Что надо человеку для счастья? Сон, еда и вода? Нихрена. Безопасности ему хочется. Тупо голимо безопасности, а всё остальное это так, мелочи. Когда с близкими всё хорошо, когда у самого всё пучком...И разумеется, что бы голодать не приходилось. Когда приходиться, тут своеобразно так у человека мозг работает, психологический атавизм включается. Я вот всегда думал, как люди в войну выживали, это же страшно, когда взрывы, всюду смерть, есть нечего, а с другой стороны, вот так вот, брали и выживали. Эмоциональный порог отключается, своего рода, оцепенение наступает, меняется восприятие...Потом сидишь спустя время и думаешь. Господи, как же мы жили, как же мы через всё это прошли, нереально ведь. А всё просто. Выхода нет. А когда выхода нет, хочешь жить - умей вертеться. Когда в силу вступает закон выживания, становиться не до страданий и жалости к самому себе. Зубы стиснул и вперёд. Страдания делают сильнее, пробуждают душу.
И начинаешь понимать основные ценности жизни. Что вот это важно. А всё остальное, так, материальный мусор по сути.

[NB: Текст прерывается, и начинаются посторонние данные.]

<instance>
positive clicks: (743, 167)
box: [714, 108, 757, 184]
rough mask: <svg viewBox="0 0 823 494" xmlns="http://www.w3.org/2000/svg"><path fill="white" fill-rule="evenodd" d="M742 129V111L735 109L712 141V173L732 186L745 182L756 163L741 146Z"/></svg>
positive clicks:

У меня этим материальным мусором, комната была забита под завязку. Оригинальным хламом, который не вызывал абсолютно никаких эмоций, за исключением практической попытки толкануть в комиссионку. Правда в комиссионке подобное не примут, а родаки за перестановку меня бы точно убили.
Раздолбанный шкаф с одной дверцей, книжные полки компактно сколоченные из досок, и холодильник, который отчим собирался починить десять лет назад, но так и не починил. Изголовье дивана венчала, старинная швейная машинка, заваленная непонятными тряпками, по поводу которых я регулярно пытался выяснить у маман, нахрена они ей нужны и получал разумный, полный интеллектуального превосходства ответ. - Шить.
Ну ясен пень, дебил я что ли такое спрашивать? Машинку притащили с улицы, тоже лет пять назад, и она почётно разделила судьбу холодильника, и даже внесла полезный вклад в мою жизнь, когда я сумел разобрать тряпьё по коробкам и распихать так, что бы это не вызывало претензий. "Типо всё на месте, всё стоит, но в тоже время не мешает", я приспособился использовать горб вместо вешалки, закидывал на него свитер с джинсами, ну и складывал учебники с тетрадями, из тех, что не помещались на столе.
Не могу сказать, что я особо переживал, скорее иронизировал.
Содержимое моей комнаты, можно было обозвать только одним словом. Хлам.
Просто груда старого хлама, развалившегося, ржавеющего, рассыпающегося. Даже книги, стоявшие здесь со времён царя Гороха, были изжёванные, с пожелтевшими страницами, загаженные тараканами.
В нашей квартире не было вещи, к которой можно было бы прикоснуться без содрогания. И как я должен был пригласить сюда Сана? Позволить ему это увидеть? Да его бы стошнило, однозначно. От всего, от грязи, от запаха, от отвращения. Ему ведь в голову не может придти, что люди могут жить так. Что за внешним благополучным фасадом, может таиться это.